4. Toutes les œuvres d’art ont-elle vocation à être restituées ?
Les circonstances violentes de l’appropriation de certains objets comme butins de guerre ne font pas de doute – l’histoire du sac d’Abomey en 1892 est documenté dans le détail, pour prendre l’exemple des œuvres réclamées par le Bénin. Toutefois, la totalité des 90 000 œuvres africaines contenues dans les collections nationales françaises, dont 70 000 rien qu’au Musée du Quai Branly, n’entrent pas dans cette catégorie. Tous les objets du patrimoine africain n’ont donc pas vocation à quitter les musées français.
“Nous avons établi une typologie fine du geste de l’appropriation patrimoniale”, entre les œuvres entrées en Europe par ‘consentement’ ou non”, explique Felwine Sarr sur RFI. Or ce consentement a souvent été “vicié”, note l’universitaire. Nombre d’œuvres ont été rassemblées en Europe au terme de collectes qui s’apparentent à des “razzias” des missions scientifiques. L’histoire coloniale ne laisse aucun doute sur le fait que “la recherche active de biens culturels et leur transfert dans les capitales européennes ont bien été au cœur – et non à la marge – de l’entreprise coloniale”, affirme le rapport.
Pour preuve, les universitaires évoquent le projet de loi qui institue au début des années 1930 en France, la célèbre “Mission ethnographique et linguistique Dakar-Djibouti”. Ce texte, rapporte Bénédicte Savoy et Felwine Sarr, “souligne l’urgence qu’il y a pour la France, dans un contexte de redoutable concurrence internationale, à ‘récolter’ systématiquement des objets susceptibles d’enrichir ses musées”. Il s’agit de “constituer méthodiquement et sur le vif des collections d’une valeur bien supérieure aux dépenses engagées et dont il ne serait plus possible, d’ici quelques années, d’enrichir nos musées, même en disposant de crédits illimités”.
Benédicte Savoy et Felwine Sarr en tirent la conclusion que “dans nos capitales du XXIe siècle, les musées ethnographiques ou dits ‘universels’, qui ont accueilli les moissons coloniales, en sont les fils plus ou moins assumés. Destruction et collection sont les faces d’une même médaille.

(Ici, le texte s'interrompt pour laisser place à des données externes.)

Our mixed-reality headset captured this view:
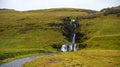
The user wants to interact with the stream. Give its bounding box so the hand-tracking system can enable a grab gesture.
[0,53,54,67]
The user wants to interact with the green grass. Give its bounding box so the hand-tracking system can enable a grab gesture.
[0,8,94,63]
[0,8,120,67]
[81,15,120,50]
[24,50,120,67]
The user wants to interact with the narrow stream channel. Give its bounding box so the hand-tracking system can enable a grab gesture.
[0,53,54,67]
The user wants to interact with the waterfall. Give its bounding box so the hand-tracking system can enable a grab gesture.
[61,44,67,52]
[61,20,78,52]
[74,44,77,51]
[68,44,73,52]
[72,33,76,44]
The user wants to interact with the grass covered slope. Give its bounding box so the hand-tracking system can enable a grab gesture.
[0,8,95,52]
[24,50,120,67]
[0,8,96,63]
[81,14,120,49]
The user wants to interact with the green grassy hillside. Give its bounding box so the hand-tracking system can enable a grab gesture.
[0,7,120,64]
[81,14,120,49]
[0,8,96,63]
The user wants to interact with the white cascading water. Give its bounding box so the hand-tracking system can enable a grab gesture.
[68,44,73,52]
[74,44,77,51]
[72,33,76,44]
[61,44,67,52]
[61,20,78,52]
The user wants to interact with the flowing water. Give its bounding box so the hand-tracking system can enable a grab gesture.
[0,53,54,67]
[61,20,78,52]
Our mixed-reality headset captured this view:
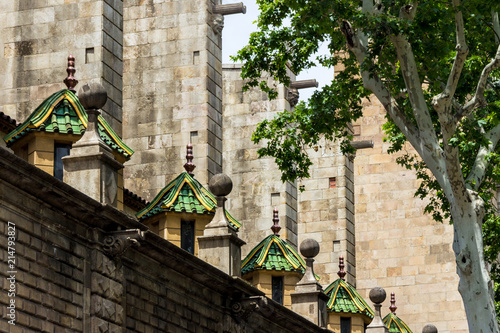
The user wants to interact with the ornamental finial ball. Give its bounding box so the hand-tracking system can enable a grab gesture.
[78,82,108,110]
[422,324,438,333]
[300,238,319,258]
[208,173,233,197]
[369,287,387,304]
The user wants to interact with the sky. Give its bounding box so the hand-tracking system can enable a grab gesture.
[222,0,333,100]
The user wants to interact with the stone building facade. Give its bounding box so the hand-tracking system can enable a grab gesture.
[0,148,329,333]
[0,0,466,332]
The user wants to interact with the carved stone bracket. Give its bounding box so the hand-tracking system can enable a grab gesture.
[212,14,224,35]
[231,296,274,320]
[102,229,144,257]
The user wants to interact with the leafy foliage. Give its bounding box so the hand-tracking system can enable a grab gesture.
[234,0,500,322]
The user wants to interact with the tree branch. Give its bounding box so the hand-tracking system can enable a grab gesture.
[454,45,500,123]
[466,124,500,191]
[432,0,469,119]
[491,12,500,45]
[391,32,438,148]
[341,7,447,188]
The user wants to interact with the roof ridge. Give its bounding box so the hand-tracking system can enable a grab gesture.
[325,278,374,318]
[382,312,412,333]
[136,172,241,229]
[241,234,306,274]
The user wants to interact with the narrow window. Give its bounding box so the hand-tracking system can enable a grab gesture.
[272,276,283,304]
[189,131,198,143]
[271,193,280,207]
[181,221,194,254]
[330,177,337,188]
[54,143,71,180]
[85,47,95,64]
[333,240,340,252]
[340,317,351,333]
[193,51,200,65]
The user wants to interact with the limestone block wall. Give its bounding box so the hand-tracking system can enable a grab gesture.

Les grands musées d’Europe sont à la fois les conservatoires brillants de la créativité humaine et les dépositaires d’une dynamique d’appropriation souvent violente et encore trop mal connue.”
Le président du Musée du Quai Branly Stéphane Martin oppose là encore une lecture critique de ce rapport, à qui il reproche de dire que “tout ce qui a été collecté, acheté dans le cadre colonial est touché par l’impureté du crime colonial”. En somme, regrette Stéphane Martin, le rapport “met beaucoup trop les musées sur la touche au profit des spécialistes de la réparation mémorielle”.